With that, let's look back at the franchise-altering deal that essentially won Milwaukee its first NBA championship in 50 years. In order to get Holiday from New Orleans, the Bucks needed to pay the steep price the Pelicans asked for their star guard. In the four-team deal also involving the Oklahoma City Thunder and Denver Nuggets, Milwaukee gave up two future first-round picks, two pick swaps, their 24th overall pick in 2020 that turned into RJ Hampton, veteran guard George Hill, and starting point guard Eric Bledsoe. In return, the Bucks received Holiday along with Sam Merrill, the last pick in the 2020 NBA Draft.
When the trade went down, some people scoffed at just how much the Bucks gave up to acquire a player who last made the All-Star team in 2013. They pretty much threw the kitchen sink deal to New Orleans, a package many believed was reserved for superstar-caliber players, not for borderline All-Stars like Jrue Holiday.
Nevertheless, the Bucks viewed Holiday as their “missing piece.” They saw the 6-foot-4 guard as the guy who would form their formidable Big Three with Giannis Antetokounmpo and Khris Middleton.
In addition, Holiday was also seen as a massive upgrade from Eric Bledsoe, who was largely disappointing in their past two playoff runs. The one-time All-Star is one of the best perimeter defenders in the NBA and brought another capable playmaker and shot creator to the Bucks.
From the moment he stepped foot in Milwaukee, Jrue Holiday felt this group had a chance to accomplish something special:
“I want a chance to put a ring on my finger,” Holiday said at the time when the deal went down in December, via The Associated Press. “I feel like you can see it in their eyes, that they want that too.”
Milwaukee did not dominate the regular season like it did the last couple of years. Giannis Antetokounmpo did not get love for MVP. The Bucks sort of flew under the radar over the course of the season. Perhaps a lot of it had to do with their two disappointing playoff exits the last couple of years. But, somehow, with Holiday now in the fray, it felt like they were more equipped for a real chance at a championship run this time around.
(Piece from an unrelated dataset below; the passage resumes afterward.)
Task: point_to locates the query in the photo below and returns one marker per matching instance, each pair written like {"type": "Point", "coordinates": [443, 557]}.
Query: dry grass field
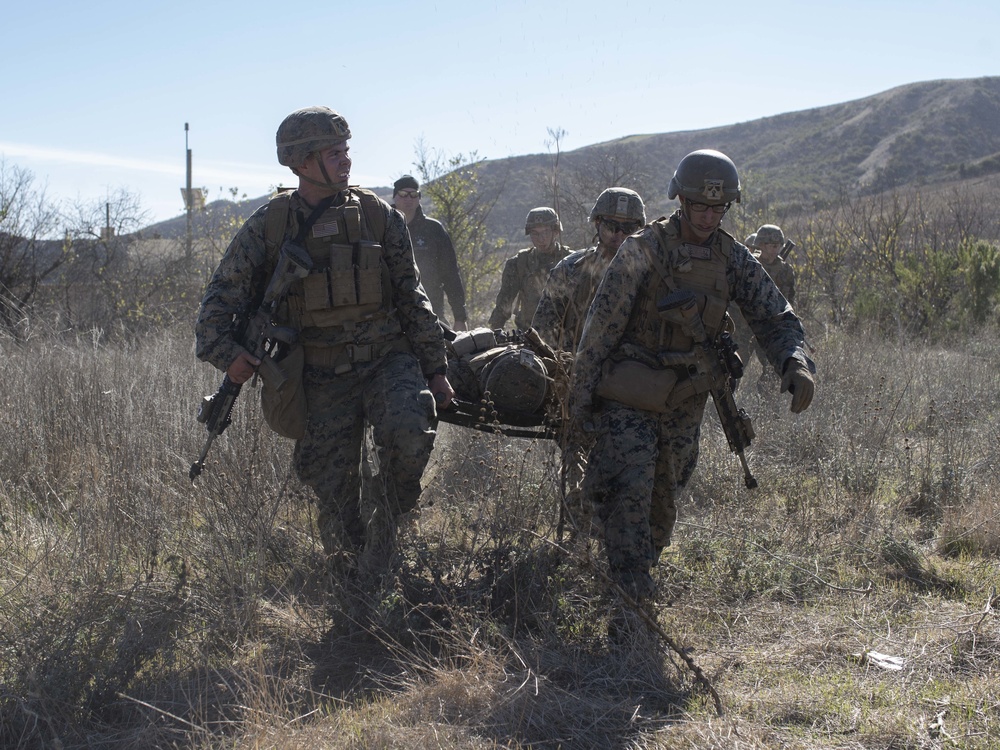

Holiday certainly proved his worth in the playoffs. Most importantly, he proved that the hefty price the Bucks gave up for him was all worth it. Sure, there were times when Holiday struggled mightily to put the ball in the basket. That even happened in the title-clinching win in Game 6 in which Holiday shot just 4-of-19 from the field. He shot 4-of-20 in the Game 4.
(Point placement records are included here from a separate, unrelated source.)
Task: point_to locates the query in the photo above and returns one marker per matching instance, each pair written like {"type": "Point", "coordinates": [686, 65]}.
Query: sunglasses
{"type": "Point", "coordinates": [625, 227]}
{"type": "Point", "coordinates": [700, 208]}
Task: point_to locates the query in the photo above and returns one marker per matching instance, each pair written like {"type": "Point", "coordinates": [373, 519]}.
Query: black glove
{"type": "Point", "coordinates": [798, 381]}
Nonetheless, despite his shooting woes throughout the playoffs, Jrue Holiday never hung his head and let it affect his game overall. He remained aggressive and continued to play the game the right way. Even if his shot wasn't going down, he still offered positives on the offensive end with his timely playmaking, setting up his teammates for easier shots.
Most importantly, Holiday continued to play tenacious championship-level defense throughout the postseason. From Kevin Durant in the second round to Trae Young in the Eastern Conference Finals to Devin Booker and Chris Paul in the championship round, Holiday's defense against those elite offensive talents became one of the reasons why Milwaukee can finally call itself a city of champions once again.
So, yes, the Bucks paid the most premium price to land Jrue Holiday. But that got them the most premium of rewards: basketball immortality with a championship.